The Ontario Court of Appeal has upheld a lower court ruling that dismissed a wrongful dismissal claim brought by a worker who was terminated by VuPoint Systems after refusing to comply with a COVID-19 vaccination policy.
The court found that the employment contract was frustrated by the implementation of a mandatory vaccination policy by Bell Canada, the main client of VuPoint.
A.C., the appellant, was a technician for VuPoint, a company that provides satellite TV and smart home internet services, primarily for Bell. In 2021, Bell introduced a mandatory vaccination policy, requiring all technicians from VuPoint working on its projects to be vaccinated against COVID-19 by September 20, 2021.
VuPoint adopted a similar policy, and when A.C. refused to disclose his vaccination status — which was deemed to mean he was unvaccinated — he was ineligible to continue working under the Bell contract. This led to the termination of his employment, prompting A.C. to file a wrongful dismissal lawsuit against VuPoint.
‘Supervening event’
The Ontario Superior Court of Justice initially heard the case and concluded that A.C.’s employment was frustrated due to the new policy, a decision that was contested on appeal. The Court of Appeal, however, agreed with the lower court’s assessment.
“The motion judge found that the implementation of the Bell Policy was a supervening event, not contemplated by the parties, that neither VuPoint nor the appellant could have foreseen when his employment contract was signed,” it said.
The court detailed that the mandatory vaccination policy introduced by Bell was an unexpected and radical change to the terms of employment that could not have been anticipated when A.C. was hired in 2014.
“(A.C.’s) complete inability to perform the duties of his position for the foreseeable future constituted a radical change that struck at the root of the employment contract.”
The Court of Appeal further elaborated on the doctrine of frustration in the contract, citing the Supreme Court of Canada’s 2001 ruling in Naylor Group Inc. v. Ellis-Don Construction Ltd.: “Frustration occurs when a situation has arisen for which the parties made no provision in the contract and performance of the contract becomes ‘a thing radically different from that which was undertaken by the contract.’”
This legal principle was pivotal in affirming that the termination of A.C.’s employment was legally justified.
No alternative work to offer
The decision delved into the specific facts of the case, noting that VuPoint had no alternative work to offer A.C., who exclusively serviced Bell’s clientele.
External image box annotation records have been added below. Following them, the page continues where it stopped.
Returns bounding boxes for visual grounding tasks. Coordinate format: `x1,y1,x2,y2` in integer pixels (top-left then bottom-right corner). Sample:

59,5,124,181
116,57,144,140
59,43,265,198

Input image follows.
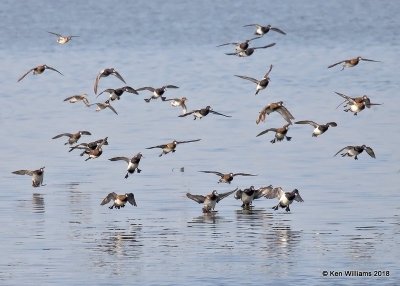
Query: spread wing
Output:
256,128,276,137
333,146,353,156
276,106,294,124
264,65,274,78
328,60,346,69
361,58,380,63
210,110,232,117
217,188,238,203
51,133,72,139
254,185,273,200
100,192,117,205
93,72,103,94
112,70,126,84
217,43,239,48
253,43,276,50
335,91,354,101
178,109,201,117
294,193,304,202
146,144,167,149
47,32,62,37
96,88,114,98
186,193,206,204
12,170,33,176
46,66,63,75
127,193,137,207
199,171,224,177
235,74,259,84
107,104,118,115
270,27,286,35
263,187,284,199
17,68,35,82
234,189,243,200
108,157,130,163
243,24,260,27
294,120,319,128
233,173,257,177
136,86,156,92
365,147,375,158
176,139,201,144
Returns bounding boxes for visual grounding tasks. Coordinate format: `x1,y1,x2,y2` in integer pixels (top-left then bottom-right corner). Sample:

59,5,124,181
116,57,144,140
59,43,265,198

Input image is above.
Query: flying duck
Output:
100,192,137,209
334,145,375,160
17,65,63,82
264,187,304,212
328,56,380,70
146,139,201,157
235,185,272,210
243,24,286,36
186,188,237,213
12,167,45,188
256,124,292,144
47,32,79,45
165,97,187,114
256,101,294,124
217,37,261,52
64,93,90,106
88,99,118,115
96,86,139,100
52,131,92,145
178,105,232,120
94,68,126,94
199,171,257,184
335,91,381,115
225,43,276,58
137,84,179,102
295,120,337,137
235,65,273,95
108,153,143,179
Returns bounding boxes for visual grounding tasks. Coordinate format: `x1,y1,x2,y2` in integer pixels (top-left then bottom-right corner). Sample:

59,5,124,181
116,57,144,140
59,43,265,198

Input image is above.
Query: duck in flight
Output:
199,171,257,184
96,86,139,101
12,167,45,188
334,145,375,160
294,120,337,137
17,65,63,82
256,101,294,124
225,43,276,58
264,187,304,212
108,153,143,179
235,65,273,95
178,105,232,120
93,68,126,94
47,32,79,45
64,93,90,106
186,189,237,213
256,124,292,144
328,56,380,70
217,37,261,52
137,84,179,102
146,139,201,157
52,131,92,145
243,24,286,36
100,192,137,209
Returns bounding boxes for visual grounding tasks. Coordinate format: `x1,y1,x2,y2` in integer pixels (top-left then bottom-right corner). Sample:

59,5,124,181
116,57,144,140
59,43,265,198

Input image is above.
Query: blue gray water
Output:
0,0,400,285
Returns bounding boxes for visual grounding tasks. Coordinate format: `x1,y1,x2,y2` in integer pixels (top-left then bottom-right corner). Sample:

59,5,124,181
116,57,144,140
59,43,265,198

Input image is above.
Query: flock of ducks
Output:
12,24,380,213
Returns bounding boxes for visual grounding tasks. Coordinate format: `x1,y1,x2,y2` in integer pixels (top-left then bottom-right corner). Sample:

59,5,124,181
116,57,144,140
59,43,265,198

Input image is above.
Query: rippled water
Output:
0,0,400,285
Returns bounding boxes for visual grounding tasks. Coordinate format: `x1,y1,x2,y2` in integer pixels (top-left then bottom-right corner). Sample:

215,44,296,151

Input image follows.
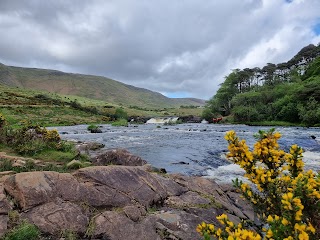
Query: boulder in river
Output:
91,149,147,166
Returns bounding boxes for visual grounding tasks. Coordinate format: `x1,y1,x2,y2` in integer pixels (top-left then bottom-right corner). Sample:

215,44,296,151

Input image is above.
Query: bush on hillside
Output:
0,113,6,128
197,129,320,240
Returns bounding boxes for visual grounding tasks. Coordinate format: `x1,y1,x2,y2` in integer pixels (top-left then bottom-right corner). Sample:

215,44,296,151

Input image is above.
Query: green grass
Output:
3,221,41,240
0,65,204,108
0,84,202,127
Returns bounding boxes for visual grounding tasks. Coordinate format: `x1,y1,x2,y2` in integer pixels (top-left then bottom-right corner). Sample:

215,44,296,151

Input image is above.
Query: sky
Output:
0,0,320,99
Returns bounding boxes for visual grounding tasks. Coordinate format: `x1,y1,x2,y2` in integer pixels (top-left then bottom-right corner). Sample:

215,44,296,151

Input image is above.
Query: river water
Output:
50,124,320,182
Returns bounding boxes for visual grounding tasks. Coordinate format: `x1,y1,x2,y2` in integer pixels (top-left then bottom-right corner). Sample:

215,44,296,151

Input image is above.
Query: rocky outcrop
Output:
0,166,252,240
91,149,147,166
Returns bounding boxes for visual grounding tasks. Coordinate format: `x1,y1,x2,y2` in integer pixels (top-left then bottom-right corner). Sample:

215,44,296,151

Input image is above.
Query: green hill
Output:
0,64,204,108
203,44,320,126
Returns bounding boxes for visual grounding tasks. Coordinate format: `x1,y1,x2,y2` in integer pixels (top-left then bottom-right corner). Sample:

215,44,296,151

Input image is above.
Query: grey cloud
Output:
0,0,320,98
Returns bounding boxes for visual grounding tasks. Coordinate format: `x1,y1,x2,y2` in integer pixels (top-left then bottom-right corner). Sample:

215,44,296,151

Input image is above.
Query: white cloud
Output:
0,0,320,98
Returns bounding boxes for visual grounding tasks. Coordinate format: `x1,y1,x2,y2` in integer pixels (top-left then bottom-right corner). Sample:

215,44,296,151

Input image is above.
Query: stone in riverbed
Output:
91,149,147,166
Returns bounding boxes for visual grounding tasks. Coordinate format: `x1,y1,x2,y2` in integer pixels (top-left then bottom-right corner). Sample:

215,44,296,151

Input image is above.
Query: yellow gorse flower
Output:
197,130,320,240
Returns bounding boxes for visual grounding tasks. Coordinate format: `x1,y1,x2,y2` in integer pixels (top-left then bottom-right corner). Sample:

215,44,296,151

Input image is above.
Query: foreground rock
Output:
0,166,253,240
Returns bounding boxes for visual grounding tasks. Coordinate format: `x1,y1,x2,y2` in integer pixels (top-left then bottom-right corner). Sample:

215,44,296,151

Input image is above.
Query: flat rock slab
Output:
3,166,185,210
22,199,89,234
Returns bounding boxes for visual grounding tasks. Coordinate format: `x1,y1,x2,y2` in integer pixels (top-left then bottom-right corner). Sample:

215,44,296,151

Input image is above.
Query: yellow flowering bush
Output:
0,113,6,128
197,129,320,240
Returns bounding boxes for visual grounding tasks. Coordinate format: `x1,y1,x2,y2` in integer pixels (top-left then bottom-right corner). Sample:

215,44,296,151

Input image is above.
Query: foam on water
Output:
50,124,320,182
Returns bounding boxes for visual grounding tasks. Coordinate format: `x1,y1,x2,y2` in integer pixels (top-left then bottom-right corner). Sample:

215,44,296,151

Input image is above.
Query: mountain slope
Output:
0,64,204,108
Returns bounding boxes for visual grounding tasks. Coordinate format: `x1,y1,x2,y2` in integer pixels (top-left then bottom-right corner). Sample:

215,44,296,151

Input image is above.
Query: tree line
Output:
203,44,320,126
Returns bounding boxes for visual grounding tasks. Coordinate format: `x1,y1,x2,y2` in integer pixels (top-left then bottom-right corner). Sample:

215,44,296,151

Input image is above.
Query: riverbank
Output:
52,124,320,182
0,144,253,240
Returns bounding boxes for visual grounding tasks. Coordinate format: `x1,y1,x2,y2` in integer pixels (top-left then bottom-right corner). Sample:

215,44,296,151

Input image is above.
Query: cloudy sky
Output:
0,0,320,99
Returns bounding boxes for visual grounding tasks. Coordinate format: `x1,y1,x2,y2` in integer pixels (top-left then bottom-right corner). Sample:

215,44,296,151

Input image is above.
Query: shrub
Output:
197,129,320,240
3,221,40,240
0,113,6,128
115,108,128,120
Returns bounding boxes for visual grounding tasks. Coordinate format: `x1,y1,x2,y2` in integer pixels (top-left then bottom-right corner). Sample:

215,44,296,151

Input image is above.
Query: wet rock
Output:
165,192,211,208
143,164,167,174
172,161,189,165
172,174,246,219
91,149,147,166
0,171,16,177
75,142,105,154
123,205,147,222
0,215,9,238
67,159,92,169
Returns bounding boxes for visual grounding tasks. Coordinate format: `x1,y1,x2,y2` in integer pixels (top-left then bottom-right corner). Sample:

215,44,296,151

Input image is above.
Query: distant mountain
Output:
0,63,205,108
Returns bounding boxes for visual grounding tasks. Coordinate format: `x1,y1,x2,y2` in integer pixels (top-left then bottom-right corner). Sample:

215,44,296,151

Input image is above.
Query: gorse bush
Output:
0,117,73,156
197,129,320,240
0,113,6,128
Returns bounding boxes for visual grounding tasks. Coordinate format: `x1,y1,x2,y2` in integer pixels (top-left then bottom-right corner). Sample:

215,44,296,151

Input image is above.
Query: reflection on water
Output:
50,124,320,181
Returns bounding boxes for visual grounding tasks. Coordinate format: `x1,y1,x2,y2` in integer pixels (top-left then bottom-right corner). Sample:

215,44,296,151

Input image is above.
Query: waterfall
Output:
146,117,179,124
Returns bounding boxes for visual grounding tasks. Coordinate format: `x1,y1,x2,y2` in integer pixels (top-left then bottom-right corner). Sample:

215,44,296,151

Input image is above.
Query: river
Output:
50,124,320,182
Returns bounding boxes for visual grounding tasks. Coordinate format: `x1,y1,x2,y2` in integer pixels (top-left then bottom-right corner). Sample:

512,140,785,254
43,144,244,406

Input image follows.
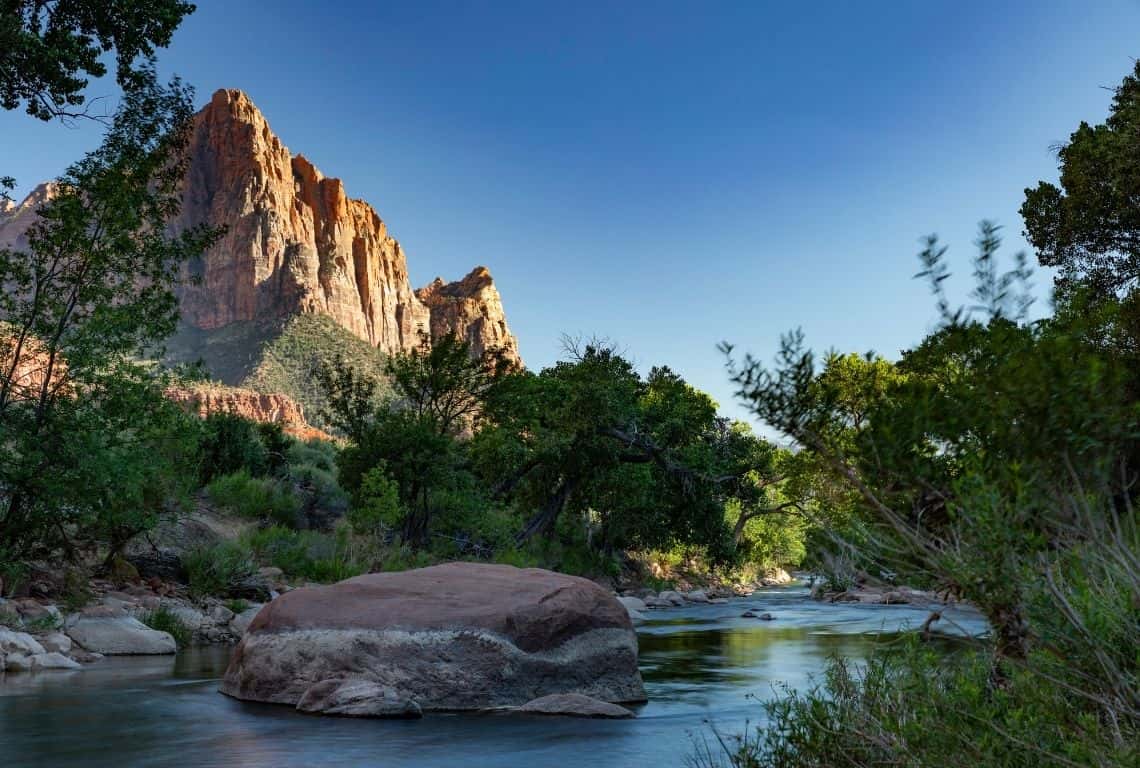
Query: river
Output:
0,586,984,768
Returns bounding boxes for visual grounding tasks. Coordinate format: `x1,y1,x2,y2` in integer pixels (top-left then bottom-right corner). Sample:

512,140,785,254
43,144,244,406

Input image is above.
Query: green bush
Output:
206,469,301,526
139,605,193,648
198,414,270,484
226,598,250,615
347,461,404,536
286,440,336,474
288,464,349,510
182,541,257,597
241,525,368,582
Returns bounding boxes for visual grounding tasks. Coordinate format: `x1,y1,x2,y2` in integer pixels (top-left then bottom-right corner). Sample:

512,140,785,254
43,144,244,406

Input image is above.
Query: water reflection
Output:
0,589,982,768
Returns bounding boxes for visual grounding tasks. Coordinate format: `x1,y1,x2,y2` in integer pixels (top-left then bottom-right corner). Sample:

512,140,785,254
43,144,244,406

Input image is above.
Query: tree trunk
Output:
516,480,578,544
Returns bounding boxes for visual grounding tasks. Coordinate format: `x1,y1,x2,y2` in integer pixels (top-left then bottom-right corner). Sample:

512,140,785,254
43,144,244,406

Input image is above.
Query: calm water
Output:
0,587,983,768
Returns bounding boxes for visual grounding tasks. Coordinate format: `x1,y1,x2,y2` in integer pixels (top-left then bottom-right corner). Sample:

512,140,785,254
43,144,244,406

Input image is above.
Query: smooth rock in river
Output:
0,629,46,656
229,603,261,637
221,563,645,711
618,597,649,616
32,652,82,669
519,693,634,718
66,616,178,655
40,632,72,653
296,679,423,719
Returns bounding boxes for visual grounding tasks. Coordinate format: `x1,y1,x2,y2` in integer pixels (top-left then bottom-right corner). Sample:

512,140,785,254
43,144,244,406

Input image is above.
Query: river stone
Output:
66,616,178,655
3,653,32,672
229,603,261,637
32,652,82,669
296,679,423,719
221,563,645,711
0,629,44,656
40,632,71,653
618,597,648,616
519,693,634,718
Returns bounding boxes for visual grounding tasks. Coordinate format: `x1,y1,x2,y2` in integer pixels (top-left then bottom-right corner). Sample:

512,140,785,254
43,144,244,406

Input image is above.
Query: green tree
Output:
715,226,1140,766
0,0,194,120
1021,63,1140,296
0,67,217,553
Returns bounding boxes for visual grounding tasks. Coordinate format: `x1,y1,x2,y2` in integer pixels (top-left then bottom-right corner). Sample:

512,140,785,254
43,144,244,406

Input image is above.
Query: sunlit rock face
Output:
0,181,57,250
416,267,521,363
174,90,518,359
221,563,645,717
0,90,521,363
The court also dismissed the appellant’s claim that he had received an unclear warning regarding the consequences of non-compliance with the vaccination policy, highlighting that the evidence showed he was fully aware of the policy and its implications.
The Court of Appeal pointed to this passage from the lower court’s ruling: “I find that there was no default in the employment agreement by either (A.C.) or VuPoint. VuPoint was required, by contract, to comply with Bell’s policies. The fact that the Plaintiff could have chosen to be vaccinated does not mean that he was in default as the circumstance which caused the frustration was the result of a decision by Bell, not the Plaintiff or the Defendant,” it said. “VuPoint also had no control or knowledge over the timeline of Bell’s Policy and was given no indication that the policy was implemented as a temporary measure.”
The court thus concluded that the Bell Policy, as a supervening event, was outside the control of VuPoint and radically altered the contractual obligations, supporting the company’s decision to terminate the employment based on the doctrine of frustration.
It also noted that VuPoint’s Policy required employees to advise it of their vaccination status. There was no evidence that A.C. “ever told VuPoint that he was either fully or partially vaccinated, despite the fact that he was aware of the policy,” it said. As a result, VuPoint did not know if A.C.’s ability to work on Bell projects would only be temporary and relatively brief.
“VuPoint’s counsel acknowledged that the situation would have been different if the appellant had indicated that he wished to become vaccinated, but that he needed more time. However, there was no evidence that he ever made such a request,” the Court of Appeal said.
A.C. was ordered to pay $16,000 in costs to VuPoint.